Search code examples
c#web-scrapinghtml-agility-pack

Scrape Dynamic Data from Website Using C# HTMLAGILITYPACK


I am scraping data using HTMLAGILITY Pack, but the page doesn't load properly.

I need that my code should wait until the page is fully loaded.

There is some kind of work around to use browser in form, but I don't need to use that in form.

Here is the Link I need to scrap and following is my code.

HtmlWeb web = new HtmlWeb();
            ServicePointManager.SecurityProtocol = SecurityProtocolType.Tls12;
        HtmlAgilityPack.HtmlDocument doc = web.Load(website);
         var goldTypes = doc.DocumentNode.SelectNodes("//h2[@class='gold-box-title']").ToList();
       var goldPrices = doc.DocumentNode.SelectNodes("//span[@class='gold-box-price--sale'").ToList();

          for (int i = 0; i < 2; i++)
             {
               string  goldPrice = goldPrices[i].InnerText;
               string  goldType = goldTypes[i].InnerText;

             }

Solution

  • You were correct, all the data is available in structured json in the ":buyable" attribute of the "buyable-gold" elements.

    I did a quick test and this should be what you want. This will give you a list of structured objects with the data you need.
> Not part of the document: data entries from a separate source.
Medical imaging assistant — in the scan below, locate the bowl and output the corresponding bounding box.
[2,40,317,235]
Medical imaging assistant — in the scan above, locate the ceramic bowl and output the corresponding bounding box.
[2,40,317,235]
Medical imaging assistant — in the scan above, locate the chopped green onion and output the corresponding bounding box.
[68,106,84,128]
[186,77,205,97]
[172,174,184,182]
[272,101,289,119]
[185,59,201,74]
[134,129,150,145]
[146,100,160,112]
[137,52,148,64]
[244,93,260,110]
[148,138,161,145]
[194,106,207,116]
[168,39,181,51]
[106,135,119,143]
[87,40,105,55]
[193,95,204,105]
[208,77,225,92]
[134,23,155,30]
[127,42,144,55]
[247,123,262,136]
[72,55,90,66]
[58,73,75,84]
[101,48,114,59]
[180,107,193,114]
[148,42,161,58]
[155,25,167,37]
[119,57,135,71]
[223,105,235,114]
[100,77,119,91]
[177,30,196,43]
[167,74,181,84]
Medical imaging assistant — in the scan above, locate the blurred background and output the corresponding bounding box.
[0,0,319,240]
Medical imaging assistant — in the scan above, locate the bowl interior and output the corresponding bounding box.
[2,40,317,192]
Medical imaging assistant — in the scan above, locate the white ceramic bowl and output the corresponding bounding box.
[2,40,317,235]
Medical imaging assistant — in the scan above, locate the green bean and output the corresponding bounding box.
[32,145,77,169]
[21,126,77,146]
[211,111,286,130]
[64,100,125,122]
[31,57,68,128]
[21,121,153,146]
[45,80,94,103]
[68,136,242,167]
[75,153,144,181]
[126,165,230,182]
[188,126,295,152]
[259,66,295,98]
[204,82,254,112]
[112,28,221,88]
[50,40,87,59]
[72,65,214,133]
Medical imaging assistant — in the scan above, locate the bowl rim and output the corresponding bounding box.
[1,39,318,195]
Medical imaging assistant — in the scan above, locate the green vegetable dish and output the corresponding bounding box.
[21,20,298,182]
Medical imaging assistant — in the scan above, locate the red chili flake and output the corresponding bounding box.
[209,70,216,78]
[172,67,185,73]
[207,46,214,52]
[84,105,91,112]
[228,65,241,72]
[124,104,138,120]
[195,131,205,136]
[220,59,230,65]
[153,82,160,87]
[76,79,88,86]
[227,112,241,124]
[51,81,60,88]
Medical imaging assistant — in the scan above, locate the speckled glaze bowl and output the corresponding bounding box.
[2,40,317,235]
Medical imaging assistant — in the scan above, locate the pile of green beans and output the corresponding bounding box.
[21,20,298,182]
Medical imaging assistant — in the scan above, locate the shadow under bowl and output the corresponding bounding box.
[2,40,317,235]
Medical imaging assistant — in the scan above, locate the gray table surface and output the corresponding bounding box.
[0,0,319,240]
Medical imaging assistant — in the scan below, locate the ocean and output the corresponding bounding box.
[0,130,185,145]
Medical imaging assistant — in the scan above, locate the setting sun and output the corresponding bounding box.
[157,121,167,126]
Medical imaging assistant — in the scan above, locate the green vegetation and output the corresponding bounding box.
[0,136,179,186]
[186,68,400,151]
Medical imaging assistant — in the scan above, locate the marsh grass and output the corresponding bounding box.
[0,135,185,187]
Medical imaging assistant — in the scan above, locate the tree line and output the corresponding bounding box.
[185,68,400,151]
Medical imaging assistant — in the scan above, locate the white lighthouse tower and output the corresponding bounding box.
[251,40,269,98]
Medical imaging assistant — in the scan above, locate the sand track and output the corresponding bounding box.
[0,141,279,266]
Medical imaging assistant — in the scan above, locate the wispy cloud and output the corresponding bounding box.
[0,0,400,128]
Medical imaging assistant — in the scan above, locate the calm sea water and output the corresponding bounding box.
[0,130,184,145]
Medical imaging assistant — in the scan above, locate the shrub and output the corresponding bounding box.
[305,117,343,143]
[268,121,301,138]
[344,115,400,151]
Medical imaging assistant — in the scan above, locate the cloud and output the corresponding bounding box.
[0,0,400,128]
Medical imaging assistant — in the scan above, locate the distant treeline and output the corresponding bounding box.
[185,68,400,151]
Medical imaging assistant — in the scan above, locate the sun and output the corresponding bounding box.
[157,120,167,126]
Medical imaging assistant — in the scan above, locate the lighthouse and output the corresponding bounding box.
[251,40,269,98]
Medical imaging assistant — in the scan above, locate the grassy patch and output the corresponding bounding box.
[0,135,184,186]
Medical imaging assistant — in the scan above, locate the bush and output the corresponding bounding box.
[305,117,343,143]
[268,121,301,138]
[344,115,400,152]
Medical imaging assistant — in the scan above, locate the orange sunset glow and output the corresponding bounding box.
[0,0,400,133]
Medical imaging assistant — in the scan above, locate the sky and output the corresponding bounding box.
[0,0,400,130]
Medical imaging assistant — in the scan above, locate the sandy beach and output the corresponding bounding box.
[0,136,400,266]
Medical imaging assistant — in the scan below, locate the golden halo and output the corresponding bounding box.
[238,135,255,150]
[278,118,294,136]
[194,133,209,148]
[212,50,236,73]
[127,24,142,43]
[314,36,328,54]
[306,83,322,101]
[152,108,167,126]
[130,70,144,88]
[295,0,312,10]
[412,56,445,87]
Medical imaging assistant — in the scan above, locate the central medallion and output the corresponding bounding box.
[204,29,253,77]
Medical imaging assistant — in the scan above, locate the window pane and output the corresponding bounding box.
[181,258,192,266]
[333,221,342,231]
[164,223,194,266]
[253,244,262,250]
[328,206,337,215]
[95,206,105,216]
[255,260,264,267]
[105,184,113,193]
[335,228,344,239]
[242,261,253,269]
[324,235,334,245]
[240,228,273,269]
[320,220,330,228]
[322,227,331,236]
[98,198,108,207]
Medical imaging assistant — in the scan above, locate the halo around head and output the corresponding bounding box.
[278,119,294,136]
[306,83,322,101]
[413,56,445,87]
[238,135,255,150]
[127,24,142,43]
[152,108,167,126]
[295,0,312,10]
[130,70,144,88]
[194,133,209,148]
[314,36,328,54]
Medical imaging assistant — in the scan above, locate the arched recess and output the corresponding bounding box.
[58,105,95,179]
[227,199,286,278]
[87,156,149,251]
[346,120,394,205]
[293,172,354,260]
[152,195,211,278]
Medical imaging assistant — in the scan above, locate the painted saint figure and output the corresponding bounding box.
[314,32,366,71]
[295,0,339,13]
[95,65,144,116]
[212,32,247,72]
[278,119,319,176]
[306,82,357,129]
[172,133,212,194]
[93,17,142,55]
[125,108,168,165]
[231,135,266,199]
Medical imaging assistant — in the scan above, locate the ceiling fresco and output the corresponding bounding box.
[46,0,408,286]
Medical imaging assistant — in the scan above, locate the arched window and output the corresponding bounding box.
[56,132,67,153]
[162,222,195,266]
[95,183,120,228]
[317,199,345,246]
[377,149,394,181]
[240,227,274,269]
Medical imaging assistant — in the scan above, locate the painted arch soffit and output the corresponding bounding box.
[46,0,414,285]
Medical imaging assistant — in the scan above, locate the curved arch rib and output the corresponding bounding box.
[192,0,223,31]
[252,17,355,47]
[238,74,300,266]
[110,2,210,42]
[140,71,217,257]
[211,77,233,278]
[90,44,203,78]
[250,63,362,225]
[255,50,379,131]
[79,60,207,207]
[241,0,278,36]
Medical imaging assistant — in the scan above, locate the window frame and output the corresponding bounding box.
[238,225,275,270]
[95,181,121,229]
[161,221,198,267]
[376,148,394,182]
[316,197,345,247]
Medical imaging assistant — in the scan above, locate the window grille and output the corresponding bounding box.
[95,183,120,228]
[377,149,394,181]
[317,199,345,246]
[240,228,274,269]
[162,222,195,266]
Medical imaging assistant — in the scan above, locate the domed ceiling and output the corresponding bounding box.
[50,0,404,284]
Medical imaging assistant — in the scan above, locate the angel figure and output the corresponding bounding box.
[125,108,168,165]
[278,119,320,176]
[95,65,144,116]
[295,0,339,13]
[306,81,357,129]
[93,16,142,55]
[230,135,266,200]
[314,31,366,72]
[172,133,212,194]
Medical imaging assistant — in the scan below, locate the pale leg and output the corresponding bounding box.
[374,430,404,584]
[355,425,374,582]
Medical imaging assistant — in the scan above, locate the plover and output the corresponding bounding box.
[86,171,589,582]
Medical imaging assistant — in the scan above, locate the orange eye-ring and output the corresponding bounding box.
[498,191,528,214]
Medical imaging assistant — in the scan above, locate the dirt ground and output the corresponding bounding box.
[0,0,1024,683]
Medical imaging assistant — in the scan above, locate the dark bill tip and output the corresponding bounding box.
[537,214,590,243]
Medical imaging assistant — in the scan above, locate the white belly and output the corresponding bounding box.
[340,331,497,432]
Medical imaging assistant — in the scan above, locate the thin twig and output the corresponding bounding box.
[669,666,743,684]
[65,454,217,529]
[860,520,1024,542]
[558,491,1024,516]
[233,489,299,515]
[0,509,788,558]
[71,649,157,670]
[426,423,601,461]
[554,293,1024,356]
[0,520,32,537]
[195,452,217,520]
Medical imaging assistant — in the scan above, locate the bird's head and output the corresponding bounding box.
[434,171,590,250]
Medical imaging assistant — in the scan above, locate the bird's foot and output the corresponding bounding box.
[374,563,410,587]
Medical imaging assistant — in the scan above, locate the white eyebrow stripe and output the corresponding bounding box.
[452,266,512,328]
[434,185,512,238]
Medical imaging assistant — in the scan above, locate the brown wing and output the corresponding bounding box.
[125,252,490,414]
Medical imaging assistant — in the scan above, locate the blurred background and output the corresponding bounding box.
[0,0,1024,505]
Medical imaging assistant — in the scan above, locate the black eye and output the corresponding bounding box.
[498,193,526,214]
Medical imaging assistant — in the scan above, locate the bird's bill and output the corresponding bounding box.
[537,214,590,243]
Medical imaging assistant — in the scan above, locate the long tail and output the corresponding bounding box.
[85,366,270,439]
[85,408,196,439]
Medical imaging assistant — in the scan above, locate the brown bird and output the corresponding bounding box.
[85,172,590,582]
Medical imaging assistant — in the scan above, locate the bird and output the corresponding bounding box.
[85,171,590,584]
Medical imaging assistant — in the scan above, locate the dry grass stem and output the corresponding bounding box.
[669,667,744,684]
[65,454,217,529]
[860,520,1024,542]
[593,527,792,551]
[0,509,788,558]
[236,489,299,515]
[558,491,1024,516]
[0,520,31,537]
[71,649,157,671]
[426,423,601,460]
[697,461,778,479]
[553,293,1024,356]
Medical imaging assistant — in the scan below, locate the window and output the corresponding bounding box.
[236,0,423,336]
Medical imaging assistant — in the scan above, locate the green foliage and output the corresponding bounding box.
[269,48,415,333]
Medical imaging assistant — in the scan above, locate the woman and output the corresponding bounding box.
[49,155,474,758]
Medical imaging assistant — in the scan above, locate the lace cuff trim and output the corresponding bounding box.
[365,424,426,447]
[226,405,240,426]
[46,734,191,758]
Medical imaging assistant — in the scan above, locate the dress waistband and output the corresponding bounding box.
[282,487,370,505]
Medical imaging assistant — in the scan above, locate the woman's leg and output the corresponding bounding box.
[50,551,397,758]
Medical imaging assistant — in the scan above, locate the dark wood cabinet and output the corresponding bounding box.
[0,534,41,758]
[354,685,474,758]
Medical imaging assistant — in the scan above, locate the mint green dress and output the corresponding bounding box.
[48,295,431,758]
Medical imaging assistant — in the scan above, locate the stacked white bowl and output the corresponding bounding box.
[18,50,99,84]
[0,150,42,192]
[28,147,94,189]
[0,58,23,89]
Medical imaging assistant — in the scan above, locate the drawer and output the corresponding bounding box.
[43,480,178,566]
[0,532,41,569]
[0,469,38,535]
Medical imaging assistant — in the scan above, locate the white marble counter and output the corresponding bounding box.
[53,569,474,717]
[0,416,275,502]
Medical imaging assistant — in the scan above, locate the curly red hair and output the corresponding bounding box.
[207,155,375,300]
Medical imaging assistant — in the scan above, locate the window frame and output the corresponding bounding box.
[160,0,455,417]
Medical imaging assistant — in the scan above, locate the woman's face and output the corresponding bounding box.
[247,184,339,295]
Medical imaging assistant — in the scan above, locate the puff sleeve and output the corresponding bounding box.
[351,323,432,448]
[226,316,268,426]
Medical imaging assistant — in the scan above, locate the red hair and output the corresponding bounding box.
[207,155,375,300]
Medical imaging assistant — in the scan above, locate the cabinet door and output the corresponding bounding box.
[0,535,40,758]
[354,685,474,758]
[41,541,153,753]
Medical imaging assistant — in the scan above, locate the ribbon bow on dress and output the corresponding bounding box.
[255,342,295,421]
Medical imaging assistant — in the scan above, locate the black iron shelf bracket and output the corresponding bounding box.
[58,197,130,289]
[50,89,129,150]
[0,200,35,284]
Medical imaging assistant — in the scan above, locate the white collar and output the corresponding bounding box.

    HtmlWeb web = new HtmlWeb();
    ServicePointManager.SecurityProtocol = SecurityProtocolType.Tls12;
    HtmlAgilityPack.HtmlDocument doc = web.Load("https://www.ezrsgold.com/buy-runescape-gold");
    
    var buyGoldNodes = doc.DocumentNode.SelectNodes("//buyable-gold");
    
    var buyableJsonList = buyGoldNodes.Select(x => HttpUtility.HtmlDecode(x.Attributes[":buyable"].Value)).ToList();
    
    var buyables = buyableJsons.Select(x => JsonConvert.DeserializeObject<Buyable>(x)).ToList();
    

    Then your Buyable class would look something like this.

    public class Buyable
    {
        public int id { get; set; }
        public string sku { get; set; }
        public int game_id { get; set; }
        public string title { get; set; }
        public int min_qty { get; set; }
        public int max_qty { get; set; }
        public string base_price { get; set; }
        public string sale_price { get; set; }
        public Bulk_Price[] bulk_price { get; set; }
        public string delivery_time { get; set; }
        public string description { get; set; }
        public object sort_order { get; set; }
        public string created_at { get; set; }
        public string updated_at { get; set; }
        public string price { get; set; }
        public bool on_sale { get; set; }
        public int discount_from { get; set; }
    }
    
    public class Bulk_Price
    {
        public string qty { get; set; }
        public string price { get; set; }
    }